# Roller? In shelter in mass needs a home



## altgirl35 (Sep 5, 2008)

Saw this poor guy on petfinder
Hopefully someone will adopt him 
http://www.petfinder.com/petdetail/24543915


----------



## minimonkey (Apr 7, 2005)

What a cutie. I hope someone takes him in.


----------



## ThothsWings13 (Jan 24, 2013)

I tried a while ago but never heard back


----------



## altgirl35 (Sep 5, 2008)

You did! Still on pet finder I would try again 
Call them directly


----------



## ThothsWings13 (Jan 24, 2013)

Very true.  but then I'll also need to find him a girlfriend! I'll nonetheless try again, just to see what's up.


----------



## Jay3 (May 4, 2008)

How do you know it's a male?
Then too you don't know how people friendly he is. Not sure how friendly the birds you want have to be.
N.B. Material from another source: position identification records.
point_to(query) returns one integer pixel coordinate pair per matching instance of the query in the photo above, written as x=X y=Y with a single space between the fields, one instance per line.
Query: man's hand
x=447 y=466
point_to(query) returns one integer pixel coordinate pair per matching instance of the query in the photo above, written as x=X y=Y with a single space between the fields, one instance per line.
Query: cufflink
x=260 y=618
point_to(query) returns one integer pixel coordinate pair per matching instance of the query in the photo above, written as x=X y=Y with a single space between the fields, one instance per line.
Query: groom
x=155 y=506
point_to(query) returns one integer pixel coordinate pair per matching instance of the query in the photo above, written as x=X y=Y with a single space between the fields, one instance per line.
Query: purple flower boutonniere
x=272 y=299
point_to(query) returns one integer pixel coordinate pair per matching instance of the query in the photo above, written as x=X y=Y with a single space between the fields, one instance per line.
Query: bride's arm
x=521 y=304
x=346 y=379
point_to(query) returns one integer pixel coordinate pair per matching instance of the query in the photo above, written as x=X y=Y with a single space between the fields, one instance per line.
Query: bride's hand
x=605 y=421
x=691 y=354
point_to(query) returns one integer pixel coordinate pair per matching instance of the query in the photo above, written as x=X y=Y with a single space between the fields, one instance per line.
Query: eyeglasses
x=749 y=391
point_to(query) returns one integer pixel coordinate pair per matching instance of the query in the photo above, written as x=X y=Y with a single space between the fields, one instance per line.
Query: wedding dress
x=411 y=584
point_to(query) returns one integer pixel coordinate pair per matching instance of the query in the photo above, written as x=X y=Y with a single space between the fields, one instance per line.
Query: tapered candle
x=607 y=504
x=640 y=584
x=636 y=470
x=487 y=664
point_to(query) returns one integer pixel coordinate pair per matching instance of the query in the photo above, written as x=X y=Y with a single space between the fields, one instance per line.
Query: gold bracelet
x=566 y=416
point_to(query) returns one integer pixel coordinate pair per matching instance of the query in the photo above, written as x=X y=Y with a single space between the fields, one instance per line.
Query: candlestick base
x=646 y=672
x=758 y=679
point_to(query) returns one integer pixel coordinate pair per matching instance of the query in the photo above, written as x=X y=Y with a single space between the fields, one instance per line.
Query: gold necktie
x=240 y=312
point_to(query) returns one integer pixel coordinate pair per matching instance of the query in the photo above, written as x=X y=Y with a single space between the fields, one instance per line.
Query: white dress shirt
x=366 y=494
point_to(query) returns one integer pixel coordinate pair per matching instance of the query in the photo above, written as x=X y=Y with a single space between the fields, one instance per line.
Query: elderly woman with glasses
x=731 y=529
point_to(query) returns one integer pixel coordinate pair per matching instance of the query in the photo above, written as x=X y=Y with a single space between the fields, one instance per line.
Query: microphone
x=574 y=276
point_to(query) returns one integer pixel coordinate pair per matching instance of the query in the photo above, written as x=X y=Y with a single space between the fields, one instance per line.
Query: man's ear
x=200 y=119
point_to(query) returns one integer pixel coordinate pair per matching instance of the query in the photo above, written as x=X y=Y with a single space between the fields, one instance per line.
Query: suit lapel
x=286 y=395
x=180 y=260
Many will tame up somewhat even if they are not very used to people. But some don't.


----------



## ThothsWings13 (Jan 24, 2013)

I'm assuming.  They said "he" in the video clip of him on a different website. I agree also; it's a bit of a "you gotta see how they'll open up or not", but even if he winds up not-taming, he'll still be company. One of the pullets I raised absolutely hated me, would not go near me, stink-eyed me every time I was around and was my fiance's baby, but we understood each other and she gradually decided to be nice on her own time every now and then by letting me pet her for a little before she'd hop back into the enclosure.  you just never know.


----------



## altgirl35 (Sep 5, 2008)

I have no idea if he's a boy or girl


----------



## Jay3 (May 4, 2008)

ThothsWings13 just posted in another thread that Toast just got adopted, today I believe.


----------



## altgirl35 (Sep 5, 2008)

Yay!!! Woo hoo


----------



## ThothsWings13 (Jan 24, 2013)

^ ^ So Happeh


----------